Abel Ferreira, though, is well aware that the key battles will be fought at the other end of the field. His team coped with the firepower of Flamengo and Atletico Mineiro. Now can they cope with Romulo Lukaku and company? Before the game there is no way of knowing. Last year Palmeiras were knocked out in the semifinals by Mexican side Tigres UANL and did not face Bayern Munich, the then-champions of Europe. Back in November the final of the Libertadores was settled by a glaring error by Flamengo midfielder Andreas Pereira at a time when it seemed that Palmeiras were happy to hold on for penalties.
It could be significant that, until that game, Palmeiras had a very bad record against Flamengo, as if the deep defence model lost some of its solidity when up against the extra individual talent of this opponent. The Palmeiras defence is marshalled by Gustavo Gomez, a Paraguayan who is widely considered the best centre back in Brazil. As with some of the other big names of Brazilian club football, he failed to make the grade in Europe, joining Palmeiras in 2018 after an unsuccessful spell with AC Milan. He and his fellow defenders had some awkward moments in the closing stages against Al Ahly, even after their opponents had a man sent off. He will have to hold firm under pressure — and Palmeiras will also be looking for something special from Weverton, their outstanding goalkeeper.
Brazil’s last line of defence in the 2016 Olympics, Weverton has since graduated to the senior squad.
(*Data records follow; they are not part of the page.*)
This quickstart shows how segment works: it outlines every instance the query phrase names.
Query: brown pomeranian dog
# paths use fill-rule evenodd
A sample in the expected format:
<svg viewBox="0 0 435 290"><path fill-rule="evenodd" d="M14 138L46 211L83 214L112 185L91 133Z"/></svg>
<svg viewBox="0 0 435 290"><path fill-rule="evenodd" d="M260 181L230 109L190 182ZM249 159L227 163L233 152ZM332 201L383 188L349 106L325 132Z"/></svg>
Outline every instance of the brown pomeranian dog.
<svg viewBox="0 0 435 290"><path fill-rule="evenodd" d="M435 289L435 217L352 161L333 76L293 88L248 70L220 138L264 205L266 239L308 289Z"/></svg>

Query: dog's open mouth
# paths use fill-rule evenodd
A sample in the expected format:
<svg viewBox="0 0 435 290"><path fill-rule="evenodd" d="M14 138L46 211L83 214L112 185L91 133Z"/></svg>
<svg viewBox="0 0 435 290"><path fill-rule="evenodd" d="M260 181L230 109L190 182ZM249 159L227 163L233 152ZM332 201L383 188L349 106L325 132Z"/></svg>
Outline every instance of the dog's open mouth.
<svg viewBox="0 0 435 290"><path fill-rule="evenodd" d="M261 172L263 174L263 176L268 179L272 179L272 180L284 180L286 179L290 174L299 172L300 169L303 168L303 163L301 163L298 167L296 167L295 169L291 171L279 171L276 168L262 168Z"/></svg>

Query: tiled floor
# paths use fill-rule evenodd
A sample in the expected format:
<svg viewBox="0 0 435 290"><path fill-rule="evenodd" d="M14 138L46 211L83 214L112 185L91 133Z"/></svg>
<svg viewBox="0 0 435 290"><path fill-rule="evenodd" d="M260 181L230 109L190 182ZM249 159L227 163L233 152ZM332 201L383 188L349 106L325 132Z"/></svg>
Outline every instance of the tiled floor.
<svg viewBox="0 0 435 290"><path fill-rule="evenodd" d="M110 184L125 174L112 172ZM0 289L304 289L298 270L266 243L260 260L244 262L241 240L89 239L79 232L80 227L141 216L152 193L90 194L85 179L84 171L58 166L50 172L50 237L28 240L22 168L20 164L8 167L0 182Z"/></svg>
Tite rates him as highly as Alisson and Ederson, and he has played in four of the current crop of World Cup qualifiers. In the final of the Libertadores, he made an uncharacteristic error, getting his positioning wrong and being beaten at the near post. There was an even more glaring error on Tuesday, when he dropped a routine shot and seemed to have given a goal away — only to be reprieved by the offside flag. There were also a couple of times when he stayed on his line for crosses that he would usually collect. It is hard to imagine a keeper of his quality making mistakes in three consecutive big games.
If he can find his best form — as Cassio of Corinthians did in a man of the match display against Chelsea in 2012 — then it may yet be the year of the pig.